Réuni avec deux autres confrères – les Drs Emmanuel Sarrazin et Philippe Naccache – au sein du collectif C19, le Dr Ludovic Toro a porté plainte devant la Cour de justice de la République (CJR) dès la mi-mars contre la ministre de la Santé Agnès Buzyn, son successeur Olivier Véran et le premier ministre Édouard Philippe, les accusant de s'être abstenus volontairement de prendre les mesures nécessaires pour endiguer l'épidémie de Covid.
Leur plainte ayant été déclarée recevable, ils ont été entendus la semaine dernière par la commission d’instruction de la CJR, qui pourrait ensuite décider de juger les ministres. Le Dr Toro, médecin généraliste et édile (UDI) de la commune de Coubron en Seine-Saint-Denis, raconte au « Quotidien » son vécu de l'audition, et espère que le gouvernement reconnaîtra sa mauvaise gestion de la crise sanitaire.
LE QUOTIDIEN : Comment s'est passée l'audition devant la Cour de justice de la République ?
Cela s'est plutôt bien passé, dans une ambiance correcte et avec des questions pertinentes de la part des magistrats. Nous avons versé cinq pièces au dossier, dont l'article 223-7 du Code pénal qui condamne « quiconque s'abstient volontairement de prendre ou de provoquer les mesures permettant de combattre un sinistre de nature à créer un danger pour la sécurité des personnes ». Si l'on suit ce principe, il aurait fallu des masques pour tout le monde. Nous avons aussi apporté un article du site du ministère de la santé, datant de 2009 et qui dit que le masque est le meilleur moyen de protection contre un virus.
Et puis, nous avons rappelé les différentes déclarations d'Agnès Buzyn, Édouard Philippe et Jérôme Salomon, qui disaient que le masque ne sert à rien, alors qu'actuellement le gouvernement nous dit qu'il faut absolument en mettre un, soit tout le contraire. Ensuite nous avons chacun témoigné.
Quels ont été votre témoignage et vos arguments devant les magistrats ?
En tant que maire et médecin, je suis notamment revenu sur les élections municipales. On venait de passer en phase 3 et le gouvernement disait aux gens de ne pas se réunir et en même temps, on a maintenu les élections municipales. Ce soir-là dans ma mairie, cinq personnes ont été contaminées par le virus et deux en sont décédées… Nous n'avons eu aucune aide de l'État pour nous protéger. J'ai dû ramener des masques et du gel de mon cabinet.
Étant tous les trois médecins de premier recours, nous avons aussi expliqué tout ce que nous avons vu, les gens qui toussaient, perdaient l'odorat, mais dans le même temps on ne pouvait pas se procurer de masques et le gouvernement niait l'existence d'un virus dangereux venu de Chine. Ce sont mes patients qui m'ont amené des masques quand je n'en avais plus, puis les habitants de la ville qui ont fabriqué des masques en tissu. Nous sommes dans la 6e puissance mondiale et ce sont les citoyens qui protègent les soignants !
Personnellement, je reproche aussi au gouvernement d'avoir fait s'affronter les médecins entre eux en prenant parti à un moment donné pour M.Raoult – même si je n'ai rien contre lui. La visite du chef de l'État à Marseille a ensuite créé un affrontement permanent sur les plateaux télé entre des médecins pour ou contre tel ou tel sujet, alors qu'il aurait fallu tous les faire travailler ensemble.
Finalement, qu'attendez-vous de cette procédure ?
Notre démarche est que les ministres reconnaissent leurs erreurs de gestion. J'attends aussi la vérité.
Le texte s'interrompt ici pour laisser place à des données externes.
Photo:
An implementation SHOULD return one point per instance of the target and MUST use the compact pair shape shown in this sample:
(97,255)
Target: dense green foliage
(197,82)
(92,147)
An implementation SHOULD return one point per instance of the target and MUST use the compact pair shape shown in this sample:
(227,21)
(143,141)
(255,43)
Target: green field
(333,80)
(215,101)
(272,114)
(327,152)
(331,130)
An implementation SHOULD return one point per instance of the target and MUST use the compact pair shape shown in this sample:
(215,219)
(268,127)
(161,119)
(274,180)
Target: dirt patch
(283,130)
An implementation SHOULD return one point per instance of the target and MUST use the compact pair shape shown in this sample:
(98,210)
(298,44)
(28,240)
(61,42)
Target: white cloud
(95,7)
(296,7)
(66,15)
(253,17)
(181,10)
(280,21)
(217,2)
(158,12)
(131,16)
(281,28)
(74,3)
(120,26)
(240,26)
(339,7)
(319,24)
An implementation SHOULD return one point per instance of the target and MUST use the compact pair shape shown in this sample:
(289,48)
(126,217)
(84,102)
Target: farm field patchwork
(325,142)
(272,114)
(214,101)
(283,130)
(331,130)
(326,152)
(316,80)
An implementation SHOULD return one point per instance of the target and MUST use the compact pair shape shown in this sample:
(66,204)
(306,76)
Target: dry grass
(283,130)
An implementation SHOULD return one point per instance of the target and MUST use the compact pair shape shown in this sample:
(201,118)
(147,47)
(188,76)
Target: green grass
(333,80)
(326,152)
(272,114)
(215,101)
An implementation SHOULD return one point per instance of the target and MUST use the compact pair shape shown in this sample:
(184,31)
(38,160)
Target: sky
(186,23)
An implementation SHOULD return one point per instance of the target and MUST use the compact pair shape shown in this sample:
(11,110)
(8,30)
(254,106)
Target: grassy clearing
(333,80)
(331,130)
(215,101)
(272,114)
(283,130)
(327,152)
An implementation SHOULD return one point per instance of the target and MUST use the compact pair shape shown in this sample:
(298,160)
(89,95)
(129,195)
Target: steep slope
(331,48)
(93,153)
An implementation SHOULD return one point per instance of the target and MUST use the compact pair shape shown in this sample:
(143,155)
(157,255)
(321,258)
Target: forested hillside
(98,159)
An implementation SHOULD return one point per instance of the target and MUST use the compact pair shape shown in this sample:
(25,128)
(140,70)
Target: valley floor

Pourquoi n'y avait-il pas assez de masques et pourquoi au lieu de l'avouer, on a préféré dire qu'ils ne servaient à rien et laisser des médecins se contaminer ? Un système de santé qui ne protège pas ses soignants est un système de santé qui a échoué.
J'espère aussi que cela permettra de mieux gérer la crise actuelle, où on voit que le problème des masques est devenu celui des tests. On réagit toujours après, et sans aucune anticipation. J'espère enfin que ce sera une leçon pour le futur, pour que lors des prochaines attaques virales on puisse réagir rapidement. Il faut changer le mode de fonctionnement de la santé. La centralisation est un échec total, on s'en est rendu compte. Il faut donner aux collectivités plus de pouvoir de gestion, pour adapter la santé aux populations et aux pathologies.
Après concernant une condamnation des ministres eux-mêmes, je n'en attends rien, ni peine financière, ni de prison… Mais il fallait cette plainte pour faire bouger les choses.